大雑把にまとめると、鉄男の扱いに関してベベジェと喧嘩して決裂したから性行為する場所を変えようという話なのか?
鉄男にしてみりゃカルフとベベジェの仲間割れなど知った事ではないし、カルフと性行為する気もない。
鉄男が、じっと黙っているのに焦れたのか、カルフは速攻で正解をバラしてきた。
「なんだ、判らないのか。簡単だろ。キノシタだ、キノシタだよ。あいつのいる場所こそが、お前ら二人の居場所だってんなら、僕もそいつに従おう。いくぞ鉄男、ラストワンの残党がいる……うん、それは何処だ?」
何処にいるかも判らないのに、勢いで出ていこうとしていたらしい。
よっぽど腹に据えかねる暴言でも食らったのか、ベベジェに。
呆れると同時に、以前とは異なる仲間の変化にゾルズは興味を示す。
以前は、こんな奴じゃなかった。
もっと冷静で残忍な一面も持っていたはずだ。
今のカルフは熱血に逸る猪突猛進なミノッタに、ちょっとだけ似ている。
――なんて言おうもんなら、カルフ本人からはフルボッコまったなしの怒りを買うだけなので、表に出して言いはしないが。

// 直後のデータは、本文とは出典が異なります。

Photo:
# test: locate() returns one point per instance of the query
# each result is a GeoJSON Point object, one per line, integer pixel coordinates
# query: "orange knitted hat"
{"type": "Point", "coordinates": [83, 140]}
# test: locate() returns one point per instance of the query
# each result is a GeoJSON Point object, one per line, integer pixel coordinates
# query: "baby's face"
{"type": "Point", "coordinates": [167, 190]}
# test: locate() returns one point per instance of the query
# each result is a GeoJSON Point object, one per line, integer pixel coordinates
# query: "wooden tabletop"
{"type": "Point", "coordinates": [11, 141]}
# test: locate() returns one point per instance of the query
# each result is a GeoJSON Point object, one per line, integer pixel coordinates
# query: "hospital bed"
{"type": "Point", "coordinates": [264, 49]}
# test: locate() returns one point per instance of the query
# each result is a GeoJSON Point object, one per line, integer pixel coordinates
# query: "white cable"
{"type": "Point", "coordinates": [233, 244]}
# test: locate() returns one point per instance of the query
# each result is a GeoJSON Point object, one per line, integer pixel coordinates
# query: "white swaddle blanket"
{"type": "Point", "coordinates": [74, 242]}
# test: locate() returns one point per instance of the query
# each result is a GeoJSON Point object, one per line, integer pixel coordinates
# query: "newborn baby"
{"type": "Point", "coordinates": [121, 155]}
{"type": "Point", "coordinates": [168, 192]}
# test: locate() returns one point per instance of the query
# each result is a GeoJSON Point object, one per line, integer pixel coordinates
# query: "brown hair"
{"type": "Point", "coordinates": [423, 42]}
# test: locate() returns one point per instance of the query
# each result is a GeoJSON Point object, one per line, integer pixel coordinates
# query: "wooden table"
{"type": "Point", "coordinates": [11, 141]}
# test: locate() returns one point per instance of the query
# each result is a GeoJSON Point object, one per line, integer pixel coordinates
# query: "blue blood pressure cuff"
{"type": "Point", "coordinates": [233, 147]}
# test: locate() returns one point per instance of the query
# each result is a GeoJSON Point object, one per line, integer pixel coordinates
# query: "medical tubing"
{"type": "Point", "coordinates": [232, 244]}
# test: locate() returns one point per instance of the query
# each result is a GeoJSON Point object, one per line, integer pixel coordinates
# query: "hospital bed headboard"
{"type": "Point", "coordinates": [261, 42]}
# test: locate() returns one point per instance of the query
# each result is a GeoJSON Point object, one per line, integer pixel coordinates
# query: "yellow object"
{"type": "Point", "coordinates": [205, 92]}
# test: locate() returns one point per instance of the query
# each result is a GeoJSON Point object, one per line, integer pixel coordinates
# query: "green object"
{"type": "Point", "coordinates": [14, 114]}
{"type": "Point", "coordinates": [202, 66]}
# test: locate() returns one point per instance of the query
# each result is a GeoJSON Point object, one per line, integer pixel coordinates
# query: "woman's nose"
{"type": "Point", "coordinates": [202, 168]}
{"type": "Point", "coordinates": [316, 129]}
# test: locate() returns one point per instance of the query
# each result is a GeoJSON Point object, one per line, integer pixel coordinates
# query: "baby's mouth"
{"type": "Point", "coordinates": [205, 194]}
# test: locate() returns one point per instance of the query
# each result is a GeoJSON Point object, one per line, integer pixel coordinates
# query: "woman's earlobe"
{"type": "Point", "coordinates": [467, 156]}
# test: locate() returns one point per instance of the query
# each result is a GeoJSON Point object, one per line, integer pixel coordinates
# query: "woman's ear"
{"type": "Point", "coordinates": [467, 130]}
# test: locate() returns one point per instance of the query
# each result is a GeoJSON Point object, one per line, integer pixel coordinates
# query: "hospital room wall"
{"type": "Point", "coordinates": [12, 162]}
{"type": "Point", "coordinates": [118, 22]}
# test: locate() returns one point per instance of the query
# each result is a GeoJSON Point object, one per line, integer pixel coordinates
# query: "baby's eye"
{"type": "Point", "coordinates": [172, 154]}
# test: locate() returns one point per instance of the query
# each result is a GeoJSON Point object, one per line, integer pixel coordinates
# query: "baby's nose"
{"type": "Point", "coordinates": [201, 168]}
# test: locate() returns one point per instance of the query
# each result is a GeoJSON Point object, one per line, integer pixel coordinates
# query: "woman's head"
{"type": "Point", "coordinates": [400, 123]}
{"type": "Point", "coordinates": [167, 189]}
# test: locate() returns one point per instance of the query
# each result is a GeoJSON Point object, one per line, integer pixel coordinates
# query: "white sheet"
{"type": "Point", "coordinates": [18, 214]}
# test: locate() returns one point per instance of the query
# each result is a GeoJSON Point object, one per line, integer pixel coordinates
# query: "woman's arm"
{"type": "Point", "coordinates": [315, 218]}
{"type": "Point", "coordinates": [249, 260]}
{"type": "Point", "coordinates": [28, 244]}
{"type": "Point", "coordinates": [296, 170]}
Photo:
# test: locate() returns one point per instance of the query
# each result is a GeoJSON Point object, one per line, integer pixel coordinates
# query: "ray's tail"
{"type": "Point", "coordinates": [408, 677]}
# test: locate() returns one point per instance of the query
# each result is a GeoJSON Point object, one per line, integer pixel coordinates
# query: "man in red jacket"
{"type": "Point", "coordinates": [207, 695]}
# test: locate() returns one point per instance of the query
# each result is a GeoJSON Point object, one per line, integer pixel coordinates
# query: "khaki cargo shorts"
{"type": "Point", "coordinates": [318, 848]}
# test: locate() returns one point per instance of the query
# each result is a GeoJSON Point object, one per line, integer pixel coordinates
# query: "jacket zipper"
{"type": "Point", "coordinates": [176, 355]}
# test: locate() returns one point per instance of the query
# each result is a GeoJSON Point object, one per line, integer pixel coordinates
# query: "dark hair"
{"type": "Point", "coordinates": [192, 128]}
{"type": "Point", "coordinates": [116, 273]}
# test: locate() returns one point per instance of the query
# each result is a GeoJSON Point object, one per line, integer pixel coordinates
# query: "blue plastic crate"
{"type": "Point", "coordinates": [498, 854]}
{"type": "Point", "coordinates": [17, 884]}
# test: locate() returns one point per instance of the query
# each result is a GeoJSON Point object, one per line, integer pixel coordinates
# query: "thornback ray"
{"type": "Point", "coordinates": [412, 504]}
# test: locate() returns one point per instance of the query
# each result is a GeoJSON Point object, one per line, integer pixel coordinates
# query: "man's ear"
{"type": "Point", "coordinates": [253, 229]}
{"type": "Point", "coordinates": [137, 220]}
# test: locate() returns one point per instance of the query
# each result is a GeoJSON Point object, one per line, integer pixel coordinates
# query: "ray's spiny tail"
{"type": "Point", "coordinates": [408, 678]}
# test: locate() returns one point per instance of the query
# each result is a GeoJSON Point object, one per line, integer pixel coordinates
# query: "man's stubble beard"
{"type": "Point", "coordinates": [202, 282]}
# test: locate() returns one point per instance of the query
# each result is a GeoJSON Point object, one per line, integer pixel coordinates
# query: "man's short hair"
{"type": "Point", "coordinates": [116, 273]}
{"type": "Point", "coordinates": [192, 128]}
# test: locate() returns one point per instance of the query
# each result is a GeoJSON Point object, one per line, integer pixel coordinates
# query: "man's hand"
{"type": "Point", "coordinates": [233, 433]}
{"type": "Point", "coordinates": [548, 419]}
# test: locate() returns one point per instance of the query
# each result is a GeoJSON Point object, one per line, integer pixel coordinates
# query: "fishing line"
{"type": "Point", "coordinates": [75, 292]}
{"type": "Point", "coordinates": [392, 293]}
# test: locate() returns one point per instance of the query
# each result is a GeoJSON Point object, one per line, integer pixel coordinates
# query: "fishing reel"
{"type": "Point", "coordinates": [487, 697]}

「おいおい、待てよカルフ、お前らしくもない。合流場所が判らないのにベベジェと敵対しようってのか?」
「うるさいな、ならゾルズ、お前は知っているとでもいうのか」と質問に質問で返されて、今こそゾルズは胸を張る。
「俺が今まで何処にいたと思っているんだ?お前の望む場所、俺が案内してやるよ」
ついでに、ちらっと鉄男のほうも見て、片目をつぶって言い足した。
「……どうだい、これなら俺の身も疑われない正当な理由になるじゃないか。さ、一緒に抜け出そうじゃないの、鉄男クン」
「鉄男で結構だ」と鉄男は小さく断り、さっさと歩きだしたカルフの背中を追いかける。
奴が自ら出ていくというのであれば、こちらも脱出の為に利用させてもらおう。